To back up configuration information and data from your data-fabric cluster, you must install the appropriate Linux backup client from your backup software provider on your servers in your data-fabric cluster. Your backup client user must have the proper filesystem, and volume permissions. For details on how to configure data-fabric volume permissions see Creating Volume-level ACLs and Managing Access Controls.

Backup Configuration Data

By default, all installation files on the cluster, for each server in the cluster, are stored in a single directory on each server in the data-fabric cluster. To ensure that you backup all the configuration files, data-fabric supported applications, as well as log files, back up the /opt/mapr directory for all servers in the cluster.

Note that the /opt/mapr location includes all log files. Log files can add a significant amount of data to your backup environment, so evaluate if they are needed for your business continuity requirements. To backup just the configuration files for the cluster, backup the /opt/mapr/conf directory from all servers in the cluster.

Backup Volume Data

Data-fabric's recommended way to backup and restore data, is to enable and configure snapshots and volume mirroring for your data, to another data-fabric cluster. This step ensures that your business continuity and disaster recovery needs are met.

See the following links for setting up Snapshots, Mirroring, Table and Streams replications.

If you do not have a secondary cluster to mirror your data, back up your volumes by specifying the following path in your Linux backup agent: /mapr/cluster_name/ - For example: /mapr/my.cluster.com/.

Performance Considerations When Backing Large Data Sets

You could run into bandwidth and performance limitations when you specify only one path to your data-fabric cluster, where your data in your volumes is stored on only one Linux host agent. The bottleneck can occur due to the size of that data you are backing up (large file sizes), or due to the number of files you have in your directory structure (millions of files in one directory).

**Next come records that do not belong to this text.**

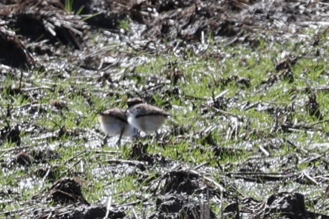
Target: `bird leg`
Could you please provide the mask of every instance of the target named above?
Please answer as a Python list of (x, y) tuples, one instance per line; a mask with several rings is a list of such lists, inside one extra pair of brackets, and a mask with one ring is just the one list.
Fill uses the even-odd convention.
[(123, 134), (124, 131), (124, 129), (122, 129), (121, 130), (121, 133), (120, 133), (120, 136), (119, 137), (119, 139), (117, 140), (117, 142), (116, 142), (119, 147), (120, 146), (120, 145), (121, 145), (121, 138), (122, 137), (122, 134)]
[(108, 137), (109, 137), (109, 135), (107, 134), (105, 135), (105, 137), (104, 137), (104, 138), (103, 138), (103, 144), (101, 145), (102, 147), (104, 147), (108, 143)]

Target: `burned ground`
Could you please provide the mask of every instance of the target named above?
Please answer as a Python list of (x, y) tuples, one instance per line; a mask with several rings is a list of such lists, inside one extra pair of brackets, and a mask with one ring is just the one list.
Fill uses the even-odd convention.
[[(0, 1), (0, 215), (329, 218), (326, 1)], [(172, 117), (102, 147), (97, 113)]]

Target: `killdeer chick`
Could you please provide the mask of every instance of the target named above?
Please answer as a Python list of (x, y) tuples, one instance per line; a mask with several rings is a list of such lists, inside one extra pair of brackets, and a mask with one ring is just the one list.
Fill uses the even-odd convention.
[(127, 104), (128, 123), (145, 132), (156, 131), (170, 116), (159, 108), (144, 103), (139, 98), (128, 99)]
[(107, 143), (108, 136), (119, 135), (117, 143), (120, 145), (122, 136), (133, 136), (136, 133), (134, 127), (130, 125), (127, 121), (127, 116), (121, 109), (115, 108), (100, 113), (100, 123), (102, 130), (106, 134), (103, 140)]

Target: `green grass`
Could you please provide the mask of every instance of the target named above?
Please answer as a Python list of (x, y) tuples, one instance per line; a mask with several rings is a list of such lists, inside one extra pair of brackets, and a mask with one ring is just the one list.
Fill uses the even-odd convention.
[[(69, 9), (68, 4), (65, 5)], [(119, 27), (125, 30), (128, 29), (128, 19), (119, 24)], [(299, 48), (299, 46), (303, 47), (304, 45), (295, 45), (288, 43), (281, 45), (279, 43), (273, 43), (270, 46), (267, 45), (267, 42), (261, 42), (259, 47), (256, 48), (245, 47), (242, 45), (227, 48), (214, 47), (214, 50), (220, 49), (228, 57), (219, 60), (194, 55), (192, 53), (188, 54), (187, 58), (175, 56), (172, 54), (155, 56), (146, 54), (149, 61), (136, 66), (135, 72), (137, 76), (127, 77), (127, 80), (132, 81), (131, 85), (133, 85), (118, 86), (120, 89), (117, 89), (116, 85), (106, 85), (101, 82), (97, 82), (87, 78), (81, 78), (79, 83), (77, 83), (77, 80), (74, 77), (79, 75), (76, 72), (72, 72), (70, 78), (62, 80), (55, 77), (52, 77), (51, 74), (48, 74), (46, 76), (45, 73), (43, 74), (42, 72), (34, 71), (31, 77), (33, 80), (23, 78), (22, 88), (29, 86), (52, 87), (50, 85), (55, 85), (52, 89), (42, 88), (40, 91), (36, 91), (36, 97), (32, 95), (31, 97), (29, 95), (31, 93), (28, 92), (23, 92), (21, 95), (11, 94), (10, 88), (12, 86), (17, 87), (18, 84), (16, 79), (8, 77), (1, 86), (0, 94), (2, 100), (1, 115), (3, 116), (6, 112), (5, 108), (9, 106), (9, 108), (13, 108), (12, 116), (7, 118), (11, 126), (17, 123), (26, 124), (32, 123), (33, 126), (42, 127), (40, 132), (39, 131), (33, 132), (31, 131), (25, 130), (23, 128), (20, 135), (22, 141), (21, 146), (28, 145), (32, 148), (43, 150), (52, 145), (52, 149), (60, 156), (60, 158), (51, 160), (48, 164), (50, 166), (56, 167), (59, 170), (60, 174), (55, 175), (56, 178), (55, 179), (63, 176), (78, 178), (82, 182), (85, 197), (92, 203), (101, 203), (106, 205), (106, 201), (110, 196), (113, 198), (115, 203), (124, 204), (138, 200), (143, 188), (148, 186), (147, 182), (150, 177), (157, 174), (161, 175), (164, 174), (156, 168), (161, 167), (161, 165), (148, 167), (146, 174), (149, 175), (141, 180), (140, 175), (133, 173), (133, 171), (126, 173), (123, 168), (122, 170), (116, 170), (114, 165), (105, 162), (108, 159), (128, 159), (132, 143), (127, 143), (124, 146), (113, 148), (113, 150), (117, 150), (118, 152), (116, 154), (104, 152), (101, 155), (97, 156), (96, 151), (104, 152), (112, 148), (100, 147), (103, 135), (98, 132), (96, 113), (105, 108), (124, 107), (125, 100), (127, 98), (125, 89), (134, 86), (134, 83), (136, 85), (137, 88), (149, 85), (150, 81), (152, 81), (150, 78), (156, 75), (166, 80), (167, 76), (174, 71), (180, 72), (181, 75), (177, 84), (174, 84), (172, 81), (165, 83), (164, 88), (161, 92), (155, 92), (151, 95), (156, 104), (161, 107), (169, 100), (172, 105), (181, 107), (180, 109), (172, 108), (169, 110), (169, 112), (173, 115), (173, 122), (177, 126), (186, 127), (188, 131), (183, 135), (184, 137), (181, 138), (169, 134), (171, 140), (168, 141), (167, 144), (164, 146), (161, 144), (151, 144), (151, 140), (148, 139), (139, 140), (144, 143), (150, 144), (148, 151), (150, 154), (159, 154), (166, 160), (175, 160), (189, 167), (208, 162), (209, 166), (217, 168), (218, 164), (220, 164), (225, 171), (237, 172), (249, 158), (259, 156), (261, 162), (263, 162), (262, 159), (266, 157), (260, 152), (258, 146), (264, 143), (262, 140), (270, 141), (270, 138), (277, 138), (282, 140), (283, 143), (277, 143), (276, 146), (278, 149), (271, 147), (267, 148), (270, 153), (270, 157), (292, 155), (297, 152), (299, 149), (302, 149), (309, 153), (318, 153), (326, 156), (328, 153), (326, 148), (318, 147), (310, 149), (308, 146), (314, 143), (327, 142), (329, 131), (328, 123), (322, 122), (316, 125), (318, 129), (312, 131), (314, 131), (312, 133), (307, 133), (304, 130), (295, 132), (282, 130), (272, 131), (271, 130), (276, 122), (275, 115), (266, 110), (259, 110), (257, 105), (248, 110), (242, 107), (246, 103), (252, 104), (257, 102), (268, 104), (274, 109), (284, 109), (293, 106), (293, 110), (291, 110), (291, 112), (289, 111), (285, 112), (289, 114), (286, 116), (282, 114), (277, 116), (279, 123), (285, 119), (295, 122), (296, 125), (302, 123), (312, 125), (319, 121), (318, 119), (309, 115), (307, 112), (305, 104), (308, 94), (304, 88), (327, 85), (328, 77), (324, 73), (329, 69), (326, 65), (326, 59), (319, 57), (317, 60), (315, 60), (302, 57), (296, 65), (292, 66), (291, 71), (294, 81), (289, 82), (283, 79), (281, 72), (276, 71), (273, 60), (277, 59), (279, 62), (281, 60), (279, 57), (282, 50), (288, 51), (297, 55), (302, 55), (302, 48)], [(328, 46), (324, 48), (326, 51), (329, 51)], [(174, 61), (177, 63), (174, 66), (172, 63)], [(122, 69), (119, 68), (118, 71)], [(242, 77), (250, 81), (249, 86), (237, 83)], [(266, 80), (271, 79), (273, 82), (272, 84), (265, 83)], [(224, 83), (223, 82), (227, 83)], [(179, 88), (179, 94), (168, 95), (164, 94), (164, 90), (172, 90), (175, 87)], [(105, 94), (109, 90), (115, 90), (117, 93), (113, 96), (105, 97)], [(207, 101), (211, 101), (213, 94), (216, 96), (226, 90), (227, 92), (222, 97), (223, 100), (220, 100), (226, 105), (222, 109), (226, 114), (217, 112), (211, 106), (207, 105)], [(320, 104), (320, 110), (324, 115), (323, 119), (329, 119), (327, 106), (329, 105), (329, 94), (325, 91), (314, 92)], [(116, 102), (118, 99), (123, 100), (121, 102)], [(68, 109), (61, 110), (56, 109), (51, 105), (52, 102), (56, 100), (66, 102)], [(31, 115), (24, 110), (17, 109), (20, 106), (31, 104), (32, 101), (39, 104), (37, 108), (43, 108), (46, 111)], [(224, 102), (225, 101), (227, 102)], [(29, 110), (27, 110), (27, 112)], [(21, 113), (21, 111), (23, 113)], [(235, 124), (237, 127), (235, 126), (231, 119), (234, 117), (230, 115), (237, 117)], [(204, 135), (203, 131), (214, 124), (217, 124), (217, 127), (211, 133)], [(5, 123), (2, 121), (0, 123), (0, 128), (6, 125)], [(172, 123), (168, 122), (165, 129), (170, 131), (172, 126)], [(53, 139), (44, 137), (44, 135), (47, 134), (53, 134), (56, 136), (56, 131), (61, 127), (66, 129), (67, 132), (65, 134)], [(232, 134), (235, 128), (238, 131), (236, 138)], [(75, 134), (75, 131), (82, 130), (84, 131)], [(95, 135), (95, 132), (99, 135)], [(271, 135), (269, 134), (270, 133)], [(216, 156), (214, 145), (207, 143), (206, 141), (208, 134), (211, 135), (217, 146), (223, 148), (231, 147), (235, 150), (232, 152), (225, 151), (220, 155)], [(34, 139), (36, 137), (37, 138)], [(295, 148), (286, 143), (287, 139), (295, 144), (297, 148)], [(87, 143), (90, 142), (94, 142), (94, 145), (88, 147), (86, 145), (90, 144)], [(246, 146), (248, 144), (251, 145), (251, 147)], [(266, 143), (265, 144), (266, 145)], [(6, 152), (5, 150), (12, 149), (12, 151), (15, 151), (14, 148), (16, 146), (15, 144), (9, 141), (5, 141), (1, 143), (0, 154), (6, 159), (3, 160), (3, 163), (12, 160), (16, 154)], [(75, 157), (78, 153), (84, 150), (91, 152), (85, 152)], [(306, 158), (307, 155), (301, 154), (304, 156), (303, 158)], [(79, 162), (83, 164), (84, 172), (83, 173), (80, 173)], [(305, 170), (311, 172), (310, 165), (317, 169), (320, 168), (323, 164), (321, 160), (315, 163), (301, 163), (297, 166), (297, 169), (294, 171), (296, 173), (300, 173)], [(28, 205), (34, 195), (51, 186), (53, 182), (49, 180), (46, 180), (42, 184), (38, 184), (38, 179), (36, 179), (32, 174), (41, 166), (42, 164), (37, 164), (33, 165), (31, 167), (24, 168), (18, 164), (13, 164), (11, 167), (0, 172), (0, 191), (6, 191), (14, 187), (17, 188), (14, 191), (20, 194), (13, 196), (7, 195), (7, 198), (17, 199), (17, 201), (6, 203), (1, 207), (0, 211), (10, 211), (19, 209), (25, 205)], [(166, 171), (170, 169), (167, 167), (166, 168), (167, 169)], [(278, 167), (277, 165), (264, 168), (267, 173), (279, 173), (282, 171), (282, 168)], [(108, 170), (110, 171), (107, 172), (106, 171)], [(323, 175), (329, 174), (328, 170), (324, 171), (322, 173)], [(210, 177), (219, 180), (223, 177), (219, 170), (208, 174)], [(32, 182), (27, 183), (24, 186), (17, 187), (18, 182), (21, 182), (22, 179)], [(257, 184), (256, 188), (252, 188), (252, 185), (242, 183), (239, 184), (238, 188), (246, 195), (259, 200), (268, 198), (272, 192), (271, 188), (274, 187), (274, 185), (267, 184), (266, 182)], [(282, 185), (279, 190), (283, 191), (291, 186), (294, 187), (296, 191), (303, 192), (305, 188), (303, 185), (292, 183), (288, 179), (288, 183)], [(258, 189), (266, 192), (259, 193)], [(311, 192), (306, 191), (304, 193), (306, 198), (313, 196), (323, 197), (323, 190), (314, 187)], [(50, 205), (50, 203), (47, 202), (42, 204), (44, 205), (45, 208)], [(218, 208), (218, 205), (213, 203), (211, 204), (212, 208), (219, 214), (220, 209)], [(139, 205), (136, 207), (136, 209), (143, 211), (143, 205)], [(326, 205), (328, 208), (328, 203)], [(307, 207), (311, 210), (319, 208), (316, 204), (312, 205), (310, 203), (308, 203)], [(218, 215), (217, 217), (219, 216)], [(17, 218), (18, 218), (17, 216)]]

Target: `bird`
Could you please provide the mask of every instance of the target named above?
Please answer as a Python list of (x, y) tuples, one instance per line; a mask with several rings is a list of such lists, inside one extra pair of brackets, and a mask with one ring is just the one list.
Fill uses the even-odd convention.
[(144, 103), (138, 97), (129, 99), (127, 105), (128, 123), (146, 132), (156, 131), (170, 116), (160, 108)]
[(127, 115), (123, 109), (114, 108), (99, 114), (101, 129), (106, 134), (103, 139), (104, 145), (106, 144), (109, 136), (119, 135), (117, 143), (120, 145), (122, 136), (133, 136), (136, 134), (136, 129), (128, 123)]

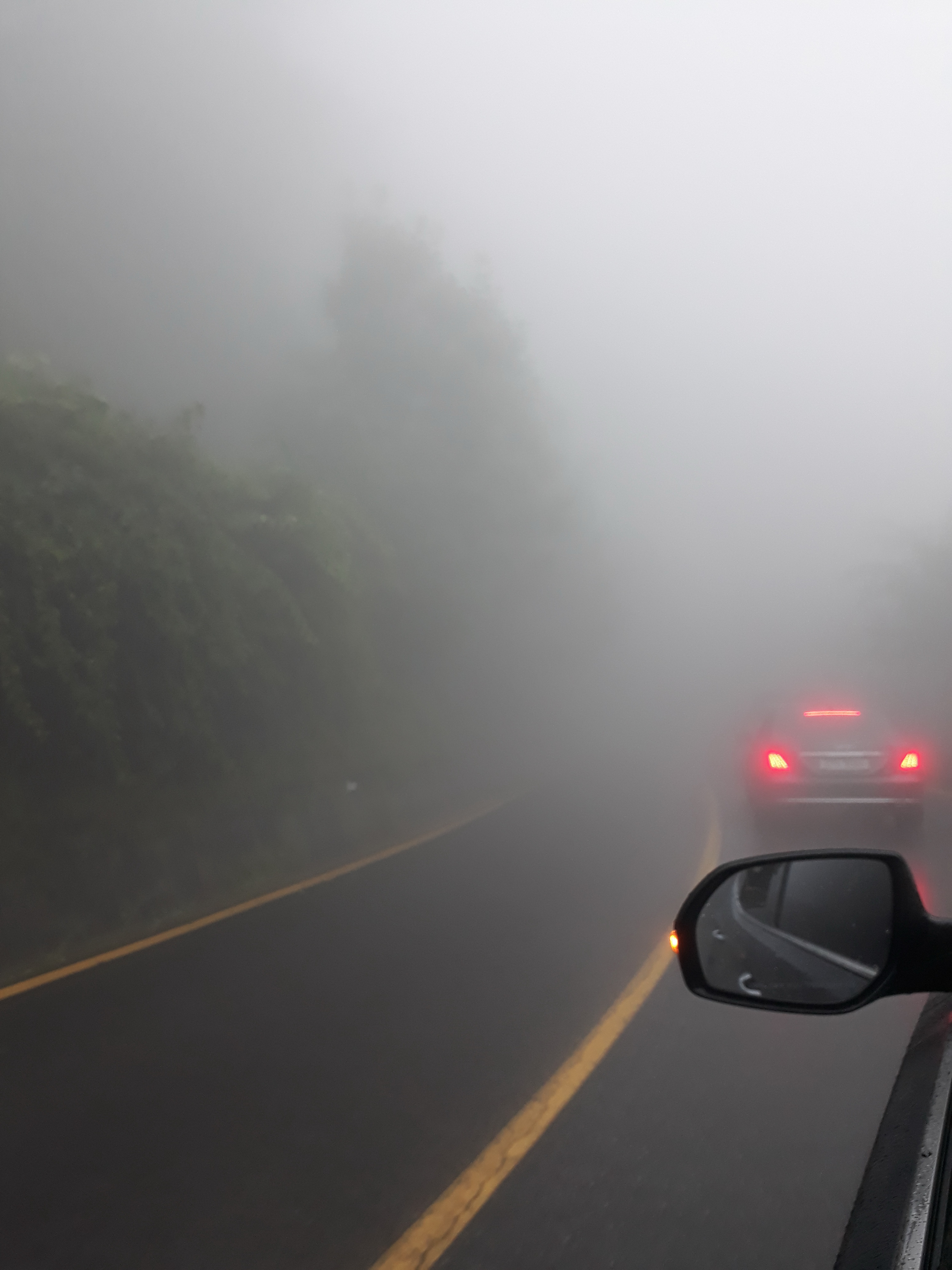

To mitigate performance issues, break up the volumes across multiple Linux backup agents, with specific mount paths. For example:
Data-fabric Linux Host 1 (hostname1):
          /mapr/my.cluster.com/volume1
          /mapr/my.cluster.com/volume2
          /mapr/my.cluster.com/volume3
Data-fabric Linux Host 2 (hostname2):
          /mapr/my.cluster.com/volume4
          /mapr/my.cluster.com/volume5
          /mapr/my.cluster.com/volume6     
Data-fabric Linux Host 3 (hostname3):
          /mapr/my.cluster.com/volume7
          /mapr/my.cluster.com/volume8
          /mapr/my.cluster.com/volume9      

Preserve Metadata About the Volumes

To preserve metadata such as permissions and Access Control Expression (ACE) rules, run a pre-script process as the mapr user, in your backup agent. For example in your pre-script configuration for your host agent for your cluster, you would run:
maprcli volume dump create
        -name volume1 -dumpfile volume1_fulldump1 -e statefile1
Some backup software may need "stderr" or "stdout" codes to run pre or post processing scripts within their product. In that case, you may need to write a bash script to dump the file to a location of your choice, and ensure that your backup agent is configured to backup that directory. Consult your backup software provider's documentation. For information on creating volume dumps, see Create and Maintain Volume Dump File.